Configuring Geographically- Redundant Installations

The following sections describe how to replicate call state transactions across multiple, regional WebLogic SIP Server installations (“sites”):

Overview of Geographic Persistence

The basic call state replication functionality available in the WebLogic SIP Server data tier provides excellent failover capabilities for a single site installation. However, the active replication performed within the data tier requires high network bandwidth in order to meet the latency performance needs of most production networks. This bandwidth requirement makes a single data tier cluster unsuitable for replicating data over large distances, such as from one regional data center to another.

WebLogic SIP Server’s geographic persistence feature enables you to replica call state transactions across multiple WebLogic SIP Server installations (multiple Administrative domains or “sites”). A geographically-redundant configuration minimizes dropped calls in the event of a catastrophic failure of an entire site, for example due to an extended, regional power outage.

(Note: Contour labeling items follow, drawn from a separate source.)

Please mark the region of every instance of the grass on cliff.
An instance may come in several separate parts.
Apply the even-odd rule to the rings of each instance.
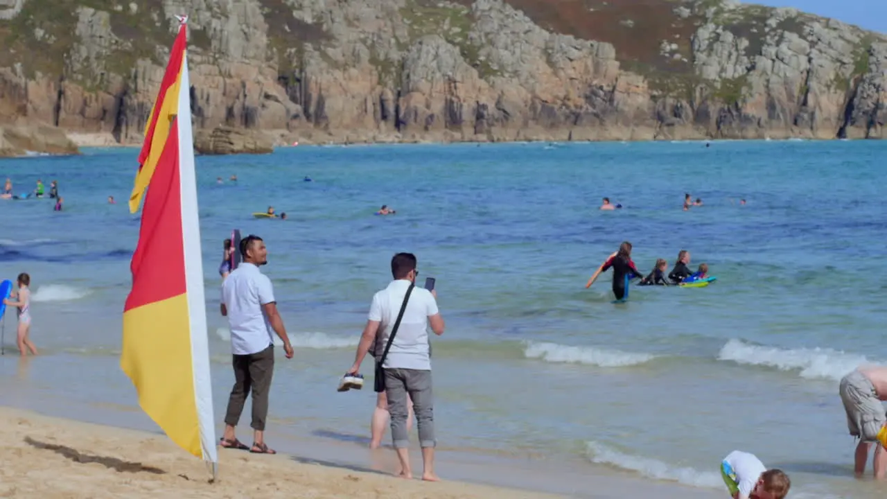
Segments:
[[[278,65],[278,73],[286,76],[302,67],[305,44],[322,44],[332,40],[323,28],[293,15],[287,0],[258,0],[268,24],[268,44]],[[324,51],[320,51],[324,55]],[[329,62],[329,61],[328,61]]]
[[[166,63],[175,25],[166,19],[162,0],[130,3],[114,0],[27,0],[21,12],[10,21],[0,21],[0,66],[20,63],[26,75],[36,73],[50,77],[65,76],[87,90],[104,79],[104,73],[128,75],[140,59]],[[79,43],[76,28],[80,12],[91,8],[109,13],[108,27],[116,40],[106,40],[108,54],[97,60],[92,71],[71,71],[69,54]],[[98,18],[93,17],[93,21]],[[208,50],[209,37],[200,29],[190,29],[192,46]]]
[[[468,36],[474,16],[467,6],[436,0],[407,0],[406,5],[400,9],[400,15],[409,26],[410,34],[409,40],[401,41],[402,50],[426,35],[436,34],[458,48],[462,59],[482,78],[501,75],[498,68],[481,55],[481,46]]]

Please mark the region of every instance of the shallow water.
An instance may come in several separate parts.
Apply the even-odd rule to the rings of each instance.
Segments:
[[[372,392],[334,389],[389,258],[409,250],[422,278],[437,278],[447,321],[434,344],[442,448],[572,456],[712,489],[719,460],[741,448],[789,471],[800,496],[881,495],[887,486],[851,476],[837,380],[887,360],[884,153],[881,142],[767,141],[200,157],[216,419],[232,383],[216,268],[236,227],[265,239],[263,271],[296,345],[278,364],[273,432],[365,436]],[[132,410],[116,356],[137,154],[0,161],[16,192],[58,179],[66,202],[61,213],[48,200],[0,202],[0,277],[31,273],[33,337],[52,362],[18,377],[8,366],[5,402]],[[236,184],[216,183],[232,174]],[[704,206],[682,211],[685,192]],[[625,208],[597,210],[604,195]],[[382,203],[397,214],[373,216]],[[250,216],[268,205],[290,219]],[[718,280],[632,287],[612,305],[608,274],[583,287],[623,240],[645,273],[687,249]]]

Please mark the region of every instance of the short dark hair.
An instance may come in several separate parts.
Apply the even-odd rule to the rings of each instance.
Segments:
[[[397,253],[391,257],[391,275],[395,279],[404,279],[413,270],[416,270],[416,256],[412,253]]]
[[[257,236],[257,235],[249,234],[247,237],[245,237],[245,238],[243,238],[243,239],[240,240],[240,257],[243,257],[243,258],[247,257],[247,249],[249,248],[250,246],[252,246],[253,242],[255,242],[255,241],[262,241],[262,238],[259,237],[259,236]]]

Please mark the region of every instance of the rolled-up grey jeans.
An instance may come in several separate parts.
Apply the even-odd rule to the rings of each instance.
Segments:
[[[409,394],[409,398],[407,395]],[[431,390],[431,371],[419,369],[385,369],[385,395],[391,415],[391,440],[395,448],[410,447],[406,419],[410,415],[410,399],[419,426],[419,445],[435,447],[435,398]]]

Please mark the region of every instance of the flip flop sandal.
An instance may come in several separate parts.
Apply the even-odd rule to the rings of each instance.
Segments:
[[[253,444],[253,448],[249,449],[249,452],[253,454],[277,454],[276,450],[268,448],[268,444]]]
[[[236,450],[249,450],[249,448],[240,440],[234,439],[233,440],[228,440],[225,439],[219,440],[219,446],[223,448],[233,448]]]

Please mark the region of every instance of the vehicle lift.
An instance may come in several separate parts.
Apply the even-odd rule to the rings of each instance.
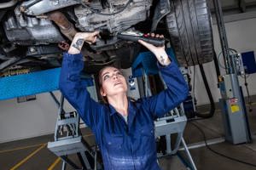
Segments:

When using geographic persistence, a single replica in the primary site places modified call state data on a distributed JMS queue. By default, data is placed on the queue only at SIP dialog boundaries. (A custom API is provided for application developers that want to replicate data using a finer granularity, as described in Using Persistence Hints in SIP Applications.) In a secondary site, engine tier servers use a message listener to monitor the distributed queue to receive messages and write the data to its own data tier cluster. If the secondary site uses an RDBMS to store long-lived call states (recommended), then all data writes from the distribute queue go directly to the RDBMS, rather than to the in-memory storage of the data tier.

Example Domain Configurations

A secondary WebLogic SIP Server domain that persists data from another domain may itself process SIP traffic, or it may exist solely as an active standby domain. In the most common configuration, two sites are configured to replicate each other’s call state data, with each site processing its own local SIP traffic. The administrator can then use either domain as the “secondary” site should one of domains fail.

An alternate configuration utilizes a single domain that persists data from multiple, other sites, acting as the secondary for those sites. Although the secondary site in this configuration can also process its own, local SIP traffic, keep in mind that the resource requirements of the site may be considerable because of the need to persist active traffic from several other installations.

Requirements and Limitations

WebLogic SIP Server’s geographically-redundant persistence feature is most useful for sites that manage long-lived call state data in an RDBMS. Short-lived calls may be lost in the transition to a secondary site, because WebLogic SIP Server may choose to collect data for multiple call states before replicating between sites.

You must have a reliable, site-aware load balancing solution that can partition calls between geographic locations, as well as monitor the health of a given regional site. WebLogic SIP Server provides no automated functionality for detecting the failure of an entire domain, or for failing over to a secondary site. It is the responsibility of the Administrator to determine when a given site has “failed,” and to redirect that site’s calls to the correct secondary site. Furthermore, the site-aware load balancer must direct all messages for a given callId to a single home site (the “active” site). If, after a failover, the failed site is restored, the load balancer must continue directing calls to the active site and not partition calls between the two sites.

During a failover to a secondary site, some calls may be dropped. This can occur because WebLogic SIP Server generally queues call state data for site replication only at SIP dialog boundaries. Failures that occur before the data is written to the queue result in the loss of the queued data.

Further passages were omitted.